Deepwater Pottery: Problems and Potentials

 

Figure 1. Soft mud from within an 8th Century BC earthenware cooking pot retrieved from a depth of 500 meters in the Eastern Mediteranean. The mud shows wood grain pseudomorphing formed by the incorporation of sediment into decaying timbers. Note the color change in the mud. It marks the boundary of reducing conditions and may also indicate the surface of original wood.

fig 1

 

Figure 2. Close-up of Figure 1. Figs. 1 and 2 are meant to show how biodeterioration in the low energy deposition environment of deepwater includes no dispersal of the degraded organics. This leaves behind very ephemeral pseudomorphs of the original structures. Flotation showed no actual woody material was present.
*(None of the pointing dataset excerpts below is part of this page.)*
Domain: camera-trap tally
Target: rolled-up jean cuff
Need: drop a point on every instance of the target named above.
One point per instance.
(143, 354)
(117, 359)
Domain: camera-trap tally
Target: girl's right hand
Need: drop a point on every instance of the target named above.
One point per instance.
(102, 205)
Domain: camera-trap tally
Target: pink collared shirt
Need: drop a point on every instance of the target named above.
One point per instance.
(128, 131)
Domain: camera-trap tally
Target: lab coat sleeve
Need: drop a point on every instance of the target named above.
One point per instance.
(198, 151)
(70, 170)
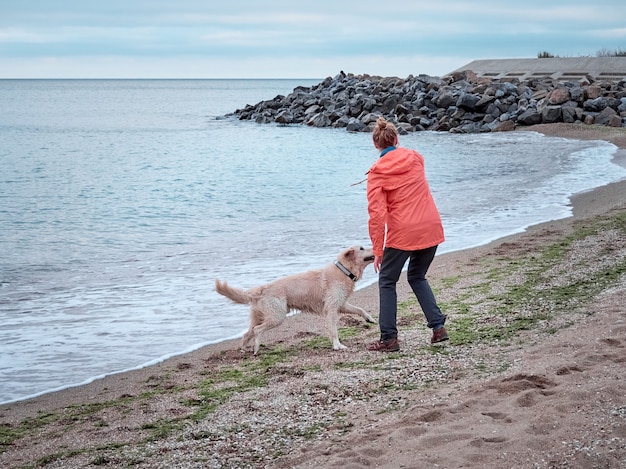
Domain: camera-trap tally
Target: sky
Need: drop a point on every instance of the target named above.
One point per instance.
(292, 38)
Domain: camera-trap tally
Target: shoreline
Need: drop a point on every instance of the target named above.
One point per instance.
(187, 367)
(565, 130)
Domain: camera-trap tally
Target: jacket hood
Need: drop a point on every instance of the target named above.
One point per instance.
(395, 162)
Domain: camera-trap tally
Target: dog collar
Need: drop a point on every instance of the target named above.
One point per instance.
(349, 274)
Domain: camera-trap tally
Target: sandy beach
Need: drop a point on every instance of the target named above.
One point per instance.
(534, 374)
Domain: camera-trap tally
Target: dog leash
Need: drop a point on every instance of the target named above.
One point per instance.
(349, 274)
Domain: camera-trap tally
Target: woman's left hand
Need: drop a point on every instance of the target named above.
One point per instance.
(378, 260)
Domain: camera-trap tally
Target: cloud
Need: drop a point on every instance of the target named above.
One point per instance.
(283, 38)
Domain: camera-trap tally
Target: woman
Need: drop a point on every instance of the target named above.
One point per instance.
(404, 224)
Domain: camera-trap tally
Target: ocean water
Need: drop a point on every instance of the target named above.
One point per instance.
(121, 201)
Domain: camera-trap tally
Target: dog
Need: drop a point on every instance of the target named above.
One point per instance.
(323, 292)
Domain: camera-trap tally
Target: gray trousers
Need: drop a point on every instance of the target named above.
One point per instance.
(390, 270)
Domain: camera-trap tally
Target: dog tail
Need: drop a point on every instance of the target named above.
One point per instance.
(236, 295)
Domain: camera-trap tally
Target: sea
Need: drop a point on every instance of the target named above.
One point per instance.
(121, 202)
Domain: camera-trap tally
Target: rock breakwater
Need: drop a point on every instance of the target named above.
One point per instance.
(461, 102)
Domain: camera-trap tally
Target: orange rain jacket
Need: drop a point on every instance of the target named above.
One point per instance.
(400, 204)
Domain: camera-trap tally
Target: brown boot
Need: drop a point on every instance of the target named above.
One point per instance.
(439, 335)
(390, 345)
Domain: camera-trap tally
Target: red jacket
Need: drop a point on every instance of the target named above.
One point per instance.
(399, 200)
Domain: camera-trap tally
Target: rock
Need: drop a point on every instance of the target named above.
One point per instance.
(462, 103)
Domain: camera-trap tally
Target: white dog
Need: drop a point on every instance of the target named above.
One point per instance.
(323, 292)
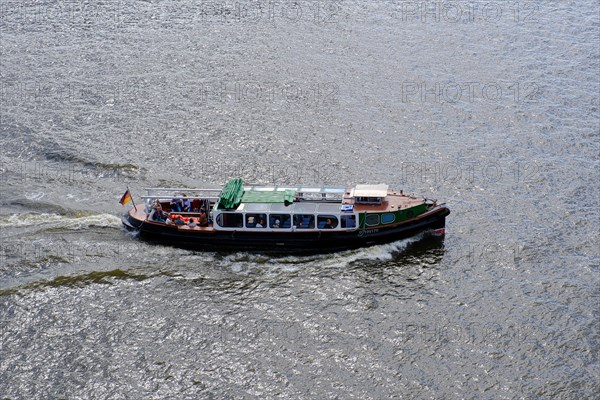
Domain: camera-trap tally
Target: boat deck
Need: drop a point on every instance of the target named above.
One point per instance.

This surface became visible only after carefully misting the humic sediment with water.

fig 2

 

Figure 3. The same vessel photographed after initial cleaning. Note the old vertical rim crack to the left.

fig 3

 

Figure 4. Same pot after desalination and careful drying showing the extensive cracking due to shrinkage stress. Such cracking is opportunistic- taking advantage of any weakness in the pot like the old rim crack. But it happens more often on the exposed surfaces than the submerged. Currently it appears that the cracking is due to stresses developing between the exposed and submerged sides of pottery.

fig 4


The artifact in the above photographs was conserved as part of an expedition to the Eastern Mediterranean Sea. The expedition team included archaeologists from the Leon Levy Expedition at Ashkelon, Israel under the direction of Dr. Lawrence Stager of Harvard University. Dr. Ballard, Project Leader for the Expedition, was joined by oceanographers and engineers from Woods Hole Oceanographic Institution, Massachusetts Institute of Technology, and Johns Hopkins University.